Künstler bespielen auch zwei buersche Kirchen mit ihren Lichtkunst-Arbeiten
Auch zwei Kirchen werden zu Orten künstlerischer Auseinandersetzung: In St. Mariä Himmelfahrt, Goldbergstraße 11, zeigen die Raumzeitpiraten „Entwürfe für die Schwerelosigkeit“ (2020): eine selbstexpandierende „Multimedia-Performance-Surround-Raumschiff-Laborreise“ zwischen Wissenschaft und Fiktion, die auf alte und aktuelle Töne, Bilder und Objekte setzt. Und in St. Urbanus präsentieren Lux Ovalis (Studierende der Fachhochschule Düsseldorf) eine interaktive Installation. Beide Inszenierungen verbleiben auch während der Gottesdienste dort.
Walking Acts der Formation „Light & Movement“, die auf Stelzen durch den Goldbergpark und die City Buer laufen, ergänzen die prall gefüllte Wundertüte der „Goldstücke“. Nicht zuletzt verwandelt „World of Lights“ die Grünanlage hinter dem Busbahnhof wieder in eine spektakuläre Open-Air-Lichtkunst-Galerie.
Geschäfte öffnen beim „Late Light-Shopping“ am Freitag, 2. Oktober, bis 21 Uhr
Den Initiatoren der „Goldstücke“ geht es wie schon 2019 auch um eine Belebung der Innenstadt. Dazu werden auch DJ Tiko & Man at Arms beitragen, die den Robinienhof am Samstag, 3. Oktober, 19 bis 22 Uhr, mit Elektronik-Klängen und Lounge-Musik zur Open-Air-Disko machen. Nicht zuletzt sollen auch Einzelhandel und Gastronomie, in der Coronakrise stark gerupft, von dem Festival profitieren: Am Freitag, 2. Oktober, öffnen die Geschäfte bis 21 Uhr beim „Late Light-Shopping“.

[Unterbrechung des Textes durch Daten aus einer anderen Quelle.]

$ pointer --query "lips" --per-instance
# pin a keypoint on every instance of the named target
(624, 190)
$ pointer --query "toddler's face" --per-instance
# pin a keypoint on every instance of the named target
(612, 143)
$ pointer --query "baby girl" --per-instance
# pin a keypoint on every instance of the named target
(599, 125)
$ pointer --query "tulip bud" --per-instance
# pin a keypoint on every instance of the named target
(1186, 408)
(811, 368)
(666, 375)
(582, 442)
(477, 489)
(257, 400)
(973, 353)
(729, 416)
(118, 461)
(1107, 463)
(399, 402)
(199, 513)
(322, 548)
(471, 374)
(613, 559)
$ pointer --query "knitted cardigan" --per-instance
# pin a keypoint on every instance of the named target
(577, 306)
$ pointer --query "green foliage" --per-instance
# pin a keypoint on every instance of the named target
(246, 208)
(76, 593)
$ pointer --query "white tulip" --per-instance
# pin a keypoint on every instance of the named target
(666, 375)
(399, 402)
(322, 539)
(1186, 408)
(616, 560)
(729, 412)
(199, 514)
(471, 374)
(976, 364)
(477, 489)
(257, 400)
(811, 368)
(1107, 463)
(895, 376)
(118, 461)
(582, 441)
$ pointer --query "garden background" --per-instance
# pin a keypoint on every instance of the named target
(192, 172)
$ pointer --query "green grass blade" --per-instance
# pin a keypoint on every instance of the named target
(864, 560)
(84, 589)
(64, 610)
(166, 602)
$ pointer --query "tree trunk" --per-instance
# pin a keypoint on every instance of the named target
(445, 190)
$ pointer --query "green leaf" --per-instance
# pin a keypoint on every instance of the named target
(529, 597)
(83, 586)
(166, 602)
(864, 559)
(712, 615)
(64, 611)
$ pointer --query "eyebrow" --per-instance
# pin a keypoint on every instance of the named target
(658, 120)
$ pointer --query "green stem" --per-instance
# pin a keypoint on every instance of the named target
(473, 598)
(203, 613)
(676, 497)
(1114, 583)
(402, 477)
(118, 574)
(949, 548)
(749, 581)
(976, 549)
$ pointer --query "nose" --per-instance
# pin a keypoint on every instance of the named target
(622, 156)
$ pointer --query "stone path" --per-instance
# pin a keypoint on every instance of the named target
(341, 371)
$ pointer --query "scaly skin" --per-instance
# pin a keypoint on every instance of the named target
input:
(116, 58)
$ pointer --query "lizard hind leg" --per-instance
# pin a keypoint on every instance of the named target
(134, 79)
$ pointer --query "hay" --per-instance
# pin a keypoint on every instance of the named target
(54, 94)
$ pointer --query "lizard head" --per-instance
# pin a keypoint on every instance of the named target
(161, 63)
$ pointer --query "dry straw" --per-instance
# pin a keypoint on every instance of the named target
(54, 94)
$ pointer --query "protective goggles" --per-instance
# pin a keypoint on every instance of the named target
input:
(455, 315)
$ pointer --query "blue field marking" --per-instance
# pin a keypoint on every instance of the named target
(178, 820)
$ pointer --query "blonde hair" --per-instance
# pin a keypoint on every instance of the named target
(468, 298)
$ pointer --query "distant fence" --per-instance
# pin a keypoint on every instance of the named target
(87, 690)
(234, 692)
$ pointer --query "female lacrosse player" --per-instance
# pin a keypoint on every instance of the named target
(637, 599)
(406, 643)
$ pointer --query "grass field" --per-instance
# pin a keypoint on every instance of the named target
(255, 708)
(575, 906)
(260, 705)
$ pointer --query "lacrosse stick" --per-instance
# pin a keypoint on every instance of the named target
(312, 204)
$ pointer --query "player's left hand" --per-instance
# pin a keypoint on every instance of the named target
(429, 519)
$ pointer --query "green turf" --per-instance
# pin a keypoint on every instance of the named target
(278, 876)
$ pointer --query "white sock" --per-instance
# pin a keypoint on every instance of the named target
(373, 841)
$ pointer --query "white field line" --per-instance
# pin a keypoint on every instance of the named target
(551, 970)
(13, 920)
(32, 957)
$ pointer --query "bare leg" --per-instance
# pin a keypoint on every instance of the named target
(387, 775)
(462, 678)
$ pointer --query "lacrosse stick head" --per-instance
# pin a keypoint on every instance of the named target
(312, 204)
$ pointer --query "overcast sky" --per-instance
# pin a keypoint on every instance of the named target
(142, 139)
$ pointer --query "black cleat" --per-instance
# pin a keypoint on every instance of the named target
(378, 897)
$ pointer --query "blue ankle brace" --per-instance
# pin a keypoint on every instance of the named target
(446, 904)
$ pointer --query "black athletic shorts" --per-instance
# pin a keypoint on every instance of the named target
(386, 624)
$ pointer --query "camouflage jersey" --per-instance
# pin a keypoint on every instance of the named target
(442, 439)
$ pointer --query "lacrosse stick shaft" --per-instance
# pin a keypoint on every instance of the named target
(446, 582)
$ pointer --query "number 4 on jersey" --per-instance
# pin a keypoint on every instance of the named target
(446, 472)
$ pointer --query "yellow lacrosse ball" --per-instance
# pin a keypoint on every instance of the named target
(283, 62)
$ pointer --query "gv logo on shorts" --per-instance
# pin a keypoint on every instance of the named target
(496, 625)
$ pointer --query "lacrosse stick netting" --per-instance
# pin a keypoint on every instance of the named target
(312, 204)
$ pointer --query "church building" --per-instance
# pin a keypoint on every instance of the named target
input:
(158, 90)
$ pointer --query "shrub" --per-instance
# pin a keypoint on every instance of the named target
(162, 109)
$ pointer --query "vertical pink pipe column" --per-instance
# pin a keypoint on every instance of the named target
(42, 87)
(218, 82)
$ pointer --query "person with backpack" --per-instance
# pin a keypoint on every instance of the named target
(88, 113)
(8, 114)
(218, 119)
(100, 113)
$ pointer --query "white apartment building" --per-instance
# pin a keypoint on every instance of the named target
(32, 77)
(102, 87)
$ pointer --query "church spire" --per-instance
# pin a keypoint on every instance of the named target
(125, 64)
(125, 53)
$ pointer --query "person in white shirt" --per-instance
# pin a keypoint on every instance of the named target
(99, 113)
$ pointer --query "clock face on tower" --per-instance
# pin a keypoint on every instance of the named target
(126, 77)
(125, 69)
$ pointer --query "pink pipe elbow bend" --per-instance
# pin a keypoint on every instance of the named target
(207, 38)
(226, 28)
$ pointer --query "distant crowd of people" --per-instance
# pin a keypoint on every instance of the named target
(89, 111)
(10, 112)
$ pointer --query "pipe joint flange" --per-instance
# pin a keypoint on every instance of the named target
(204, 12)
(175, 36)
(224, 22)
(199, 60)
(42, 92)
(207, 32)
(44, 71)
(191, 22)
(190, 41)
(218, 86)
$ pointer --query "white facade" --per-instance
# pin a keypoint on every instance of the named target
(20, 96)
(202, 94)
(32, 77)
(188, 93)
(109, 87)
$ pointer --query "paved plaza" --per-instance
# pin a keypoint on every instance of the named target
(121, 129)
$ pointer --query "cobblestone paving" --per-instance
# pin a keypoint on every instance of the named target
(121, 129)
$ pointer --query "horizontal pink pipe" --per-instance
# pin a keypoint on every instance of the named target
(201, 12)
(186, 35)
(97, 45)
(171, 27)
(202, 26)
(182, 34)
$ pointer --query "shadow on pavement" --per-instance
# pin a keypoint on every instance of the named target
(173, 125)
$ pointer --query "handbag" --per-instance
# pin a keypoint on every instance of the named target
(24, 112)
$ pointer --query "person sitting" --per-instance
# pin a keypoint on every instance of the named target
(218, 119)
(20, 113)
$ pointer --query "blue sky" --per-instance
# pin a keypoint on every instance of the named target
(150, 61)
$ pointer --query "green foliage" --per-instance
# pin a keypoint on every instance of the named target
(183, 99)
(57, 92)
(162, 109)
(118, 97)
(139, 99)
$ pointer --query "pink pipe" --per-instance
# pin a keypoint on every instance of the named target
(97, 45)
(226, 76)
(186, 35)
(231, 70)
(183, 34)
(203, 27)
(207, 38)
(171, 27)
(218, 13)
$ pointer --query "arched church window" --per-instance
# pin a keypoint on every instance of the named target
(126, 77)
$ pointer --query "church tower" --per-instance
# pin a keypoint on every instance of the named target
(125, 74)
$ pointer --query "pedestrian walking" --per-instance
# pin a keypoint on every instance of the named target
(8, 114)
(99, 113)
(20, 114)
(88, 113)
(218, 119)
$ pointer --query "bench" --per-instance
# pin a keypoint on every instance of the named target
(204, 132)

„Um die Gastronomen in der Coronakrise zu unterstützen, haben wir den Biergarten auf der Skulpturenwiese in Buer verlängert. Auch die Schausteller auf der Domplatte können ihre Waren an den vier Tagen weiterhin anbieten“, so Kulturreferats-Leiterin Andrea Lamest.
„Cicerones“ erläutern die Kunst-Installationen an verschiedenen Stationen
Der Eintritt zu allen Installationen an allen Standorten ist frei. „Licht an“ heißt es jeweils von Einbruch der Dämmerung an, also gegen 19.30 Uhr, bis etwa 23 Uhr. Das Kunstmuseum ist an den vier Tagen bereits um 18 Uhr geöffnet, schließt jedoch schon um 22 Uhr.
Sogenannte „Cicerones“ stehen an verschiedenen Stationen bereit, um die Kunst-Installationen zu erläutern und die Künstler vorzustellen. So sollen auch Neulinge mit der Lichtkunst vertraut gemacht werden.
Spezielle App informiert über Kunstwerke, Aktionen und Wartezeiten
Eine speziell auf die „Goldstücke“ ausgelegte App, von Studierenden der Westfälischen Hochschule auf die Bedürfnisse in Buer zugeschnitten, soll einige Tage vor dem Start des Festivals zum Herunterladen freigeschaltet werden. „Sie soll Interessierten kurze Hinweise zu den Arbeiten und deren Standorten geben, aber auch vor dem Hintergrund der Corona-Krise informieren, wo gerade viel oder wenig los ist“, so Andrea Lamest. Ein Leitsystem mit Markierungen auf der Straße zeigt auch Besuchern ohne App den Weg auf.
Zum Schutz vor Corona werden alle Besucher gebeten, Abstand zu halten, auch in den Warteschlangen. Der Einlass zur Lichtkunst in den Leerständen und im Kunstmuseum ist beschränkt, es kann also zu Wartezeiten kommen. In den Räumen ist es Pflicht, eine Mund-Nasen-Bedeckung zu tragen.